Antoine Latter aslatter at gmail.com
Mon Aug 29 05:26:05 CEST 2011


On Sun, Aug 28, 2011 at 4:27 PM, Ben Gamari <bgamari.foss at gmail.com> wrote:
> On Tue, 16 Aug 2011 12:32:13 -0400, Ben Gamari <bgamari.foss at gmail.com> wrote:
>> It seems that the notmuch-haskell bindings (version 0.2.2 built against
>> notmuch from git master; passes notmuch-test) aren't dealing with memory
>> management properly. In particular, the attached test code[1] causes
>> talloc to abort.  Unfortunately, while the issue is consistently
>> reproducible, it only occurs with some queries (see source[1]). I have
>> been unable to establish the exact criterion for failure.
>>
>> It seems that the crash is caused by an invalid access to a freed Query
>> object while freeing a Messages object (see Valgrind trace[3]). I've
>> taken a brief look at the bindings themselves but, being only minimally
>> familiar with the FFI, there's nothing obviously wrong (the finalizers
>> passed to newForeignPtr look sane). I was under the impression that
>> talloc was reference counted, so the Query object shouldn't have been
>> freed unless if there was still a Messages object holding a
>> reference. Any idea what might have gone wrong here?  Thanks!
>>
> After looking into this issue in a bit more depth, I'm even more
> confused. In fact, I would not be surprised if I have stumbled into a
> bug in the GC. It seems that the notmuch-haskell bindings follow the
> example of the python bindings in that child objects keep references to
> their parents to prevent the garbage collector from releasing the
> parent, which would in turn cause talloc to free the child objects,
> resulting in odd behavior when the child objects were next accessed. For
> instance, the Query and Messages objects are defined as follows,
>
>    type MessagesPtr = ForeignPtr S__notmuch_messages
>    type MessagePtr = ForeignPtr S__notmuch_message
>    newtype Query = Query (ForeignPtr S__notmuch_query)
>    data MessagesRef = QueryMessages { qmpp :: Query, msp :: MessagesPtr }
>                     | ThreadMessages { tmpp :: Thread, msp :: MessagesPtr }
>                     | MessageMessages { mmspp :: Message, msp :: MessagesPtr }
>    data Message = MessagesMessage { msmpp :: MessagesRef, mp :: MessagePtr }
>                 | Message { mp :: MessagePtr }
>    type Messages = [Message]
>

One problem you might be running in to is that the optimization passes
can notice that a function isn't using all of its arguments, and then
it won't pass them. These even applies if the arguments are bound
together in a record type.

So if you have a record type:

> data QueryResult = QR {qrQueryPtr :: ForeignPtr (), qrResultPointer :: Ptr ()}

and a function:

> processQueryResult :: QueryResult -> IO (...)

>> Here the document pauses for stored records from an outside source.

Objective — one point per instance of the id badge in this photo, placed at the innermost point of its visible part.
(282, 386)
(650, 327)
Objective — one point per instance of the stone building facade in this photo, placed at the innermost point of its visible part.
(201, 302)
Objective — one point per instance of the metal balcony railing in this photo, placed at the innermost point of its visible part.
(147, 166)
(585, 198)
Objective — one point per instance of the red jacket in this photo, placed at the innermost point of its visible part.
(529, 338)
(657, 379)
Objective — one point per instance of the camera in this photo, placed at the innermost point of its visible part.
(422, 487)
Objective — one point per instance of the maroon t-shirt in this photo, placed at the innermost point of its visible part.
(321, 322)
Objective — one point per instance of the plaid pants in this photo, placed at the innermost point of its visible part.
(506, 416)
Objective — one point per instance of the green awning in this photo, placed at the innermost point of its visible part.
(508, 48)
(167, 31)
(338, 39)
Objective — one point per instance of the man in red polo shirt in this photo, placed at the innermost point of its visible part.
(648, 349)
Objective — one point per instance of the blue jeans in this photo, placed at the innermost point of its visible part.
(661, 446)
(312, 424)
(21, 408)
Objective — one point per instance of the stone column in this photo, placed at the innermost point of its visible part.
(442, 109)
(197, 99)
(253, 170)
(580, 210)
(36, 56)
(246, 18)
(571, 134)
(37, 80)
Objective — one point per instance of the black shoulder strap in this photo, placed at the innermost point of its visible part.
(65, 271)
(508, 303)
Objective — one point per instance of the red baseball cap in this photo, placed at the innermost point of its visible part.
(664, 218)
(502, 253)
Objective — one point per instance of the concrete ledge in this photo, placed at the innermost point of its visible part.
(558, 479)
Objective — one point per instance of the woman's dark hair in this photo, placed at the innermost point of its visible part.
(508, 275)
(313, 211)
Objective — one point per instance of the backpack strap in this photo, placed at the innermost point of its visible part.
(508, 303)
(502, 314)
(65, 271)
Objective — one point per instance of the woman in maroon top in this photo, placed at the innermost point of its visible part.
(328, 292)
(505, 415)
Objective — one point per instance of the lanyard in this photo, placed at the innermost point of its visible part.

If the function doesn't use the 'qrQueryPointer' part of the record,
the compiler may not even pass it in. This might run the finalizer for
the foreign pointer earlier than you expect. If the result pointer is
a part of the query foreign pointer, you're in trouble.

I'm not sure if this is what's happening, but it sounds like it could be.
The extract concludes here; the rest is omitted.